In their statement, the group of former finance and socioeconomic planning secretaries and industry leaders pointed out that, "Even sectors that had made known their reservations in the past have signified qualified support for its (CREATE) urgent enactment."
The signatories also warned of the consequences of delaying the passage of the reform, saying that “during crisis periods, inaction on crucial reforms leads to even greater cost to society.”
“The shift in industry sentiment toward CREATE demonstrates what the undersigned have always asserted: that any delay in passing the reform causes undue business uncertainty, and costs the Filipino people inordinate amounts of foregone opportunities for better jobs and better business prospects,” the statement added.
Emphasizing the case for reform, the signatories also said that “the current incentives system has not worked to the full benefit of the Filipino people.
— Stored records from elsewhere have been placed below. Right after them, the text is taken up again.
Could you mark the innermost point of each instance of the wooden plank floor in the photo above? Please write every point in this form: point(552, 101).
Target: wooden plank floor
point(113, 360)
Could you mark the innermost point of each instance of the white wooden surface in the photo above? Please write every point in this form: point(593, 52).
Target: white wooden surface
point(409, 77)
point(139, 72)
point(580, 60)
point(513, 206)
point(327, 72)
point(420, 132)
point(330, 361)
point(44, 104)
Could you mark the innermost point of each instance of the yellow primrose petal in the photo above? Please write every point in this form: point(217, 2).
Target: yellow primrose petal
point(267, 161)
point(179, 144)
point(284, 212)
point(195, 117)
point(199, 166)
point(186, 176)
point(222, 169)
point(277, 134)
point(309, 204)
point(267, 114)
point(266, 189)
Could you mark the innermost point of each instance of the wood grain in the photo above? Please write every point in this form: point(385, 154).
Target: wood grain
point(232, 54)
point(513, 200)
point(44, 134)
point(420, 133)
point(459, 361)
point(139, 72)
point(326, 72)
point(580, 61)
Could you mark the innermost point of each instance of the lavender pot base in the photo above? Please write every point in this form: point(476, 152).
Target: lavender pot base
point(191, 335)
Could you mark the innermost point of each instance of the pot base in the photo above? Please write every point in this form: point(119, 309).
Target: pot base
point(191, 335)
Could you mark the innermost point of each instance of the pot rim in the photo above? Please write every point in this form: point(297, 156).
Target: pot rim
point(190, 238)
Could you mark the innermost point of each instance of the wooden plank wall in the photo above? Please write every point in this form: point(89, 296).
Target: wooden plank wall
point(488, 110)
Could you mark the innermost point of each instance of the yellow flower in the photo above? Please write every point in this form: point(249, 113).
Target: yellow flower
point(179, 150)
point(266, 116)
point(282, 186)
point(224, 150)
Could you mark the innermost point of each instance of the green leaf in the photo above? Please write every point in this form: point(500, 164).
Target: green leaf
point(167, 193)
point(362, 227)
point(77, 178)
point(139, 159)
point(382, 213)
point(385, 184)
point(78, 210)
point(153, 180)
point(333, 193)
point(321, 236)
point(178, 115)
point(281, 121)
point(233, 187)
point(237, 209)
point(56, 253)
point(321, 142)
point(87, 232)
It has not incentivized value-adding behavior, and it has cost the Filipino taxpayer, over several decades, trillions of pesos that could have been better spent on delivering public goods, such as infrastructure, and an enhanced incentive system that is performance-based, targeted, time-bound, and transparent. The status quo is far from what the Filipino people deserve.”
“What we do in the coming weeks will be recorded in historical accounts of this challenging period and what will follow. Let it not be said by future generations that we spent the most crucial days rehashing old arguments and delaying what we know to be necessary. Responding to this crisis effectively and efficiently includes passing CREATE into law on behalf of the Filipino people.” the statement concluded.
The statement is the latest in a series of statements of support from business leaders, student leaders, and civil society organizations for the urgent passage of CREATE, which has been calibrated to reflect emerging business needs brought about by the global health emergency triggered by COVID-19 .
The reform is championed in the Senate by Senator Pia Cayetano, a UPSE alumna, and in the House of Representatives by Rep. Joey Salceda, an economist and former equities analyst.
President Duterte has certified the bill as urgent, and the Senate leadership has committed, in statements made to the media, to speed up deliberations on this measure.
The President's economic team has appealed to lawmakers to pass CREATE before the sine die adjournment of the Congress to allow businesses to benefit from the immediate cut in the CIT rate from 30 percent--the highest in the region--to 25 percent as early as July this year.